AGUIRRE, THE WRATH OF GOD
(Werner Herzog, 1972).
An expedition of Spanish conquistadors, exploring the Amazon jungles
in search of the golden city of El Dorado, is overthrown in a mutiny
by the power-hungry Don Lope de Aguirre (Klaus Kinski), who drives the
soldiers ever deeper into the jungle on his mad quest to establish a
private kingdom.
Herzog, one of the boldest experimenters in modern film, here subverts
the adventure genre in the service of his metaphysical and political
obsessions. For him, the Spanish Conquest, so blithely related in our
history books, is a symbol of insane self-destruction. The subjugation
of the Indians, the maintenance of the trappings of European royalty
in the midst of the most threatening wilderness, Aguirre's gradual equation
of his own will with the wrath of the Divine will - all these combine
to create a mood of strangeness, terror, and helplessness in the face
of evil. In contrast to the more conventional idea of civilization freeing
us from "the jungle," Herzog's savage parable portrays the quest of
such civilization as cruelty and madness, and the jungle as an impersonal
and immortal force that will swallow all who pretend to conquer it.
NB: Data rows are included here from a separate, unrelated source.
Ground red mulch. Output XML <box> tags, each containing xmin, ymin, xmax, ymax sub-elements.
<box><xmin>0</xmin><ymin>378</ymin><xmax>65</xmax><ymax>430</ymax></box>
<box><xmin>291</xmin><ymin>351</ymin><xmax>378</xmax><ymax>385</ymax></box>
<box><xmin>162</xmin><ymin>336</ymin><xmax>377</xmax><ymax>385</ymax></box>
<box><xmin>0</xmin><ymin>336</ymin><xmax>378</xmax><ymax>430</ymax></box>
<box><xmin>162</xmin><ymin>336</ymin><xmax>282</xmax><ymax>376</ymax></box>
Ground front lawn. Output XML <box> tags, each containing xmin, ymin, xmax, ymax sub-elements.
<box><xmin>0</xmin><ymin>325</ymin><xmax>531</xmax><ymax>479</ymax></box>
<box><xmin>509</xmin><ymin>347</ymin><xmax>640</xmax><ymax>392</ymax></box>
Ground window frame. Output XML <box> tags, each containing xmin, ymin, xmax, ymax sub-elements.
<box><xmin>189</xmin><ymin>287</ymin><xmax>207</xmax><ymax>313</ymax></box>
Filmed in Peru, the picture has astonishing photography (Thomas Mauch)
and a compelling performance by Kinski, whose hunched, brooding presence
emanates a sense of delusional power over his surroundings. Herzog does
not make it easy for the audience - his visual perspectives are unfailingly
confrontational and disturbing, his point of view eerily detached, like
an over-aware observer who is powerless to intervene in disaster. The
shoot was so difficult that Kinski is said to have threatened to leave,
only staying after a physical altercation with the director.
Aguirre, the Wrath of God is one of Werner Herzog's most brilliant
achievements. Although it lacks the intriguing spiritual dimensions
of some of his later films (the sense of confinement within the hell
of the ego is almost stifling), it manages to overwhelm the viewer with
a vision of the utter futility of the power principle in human affairs.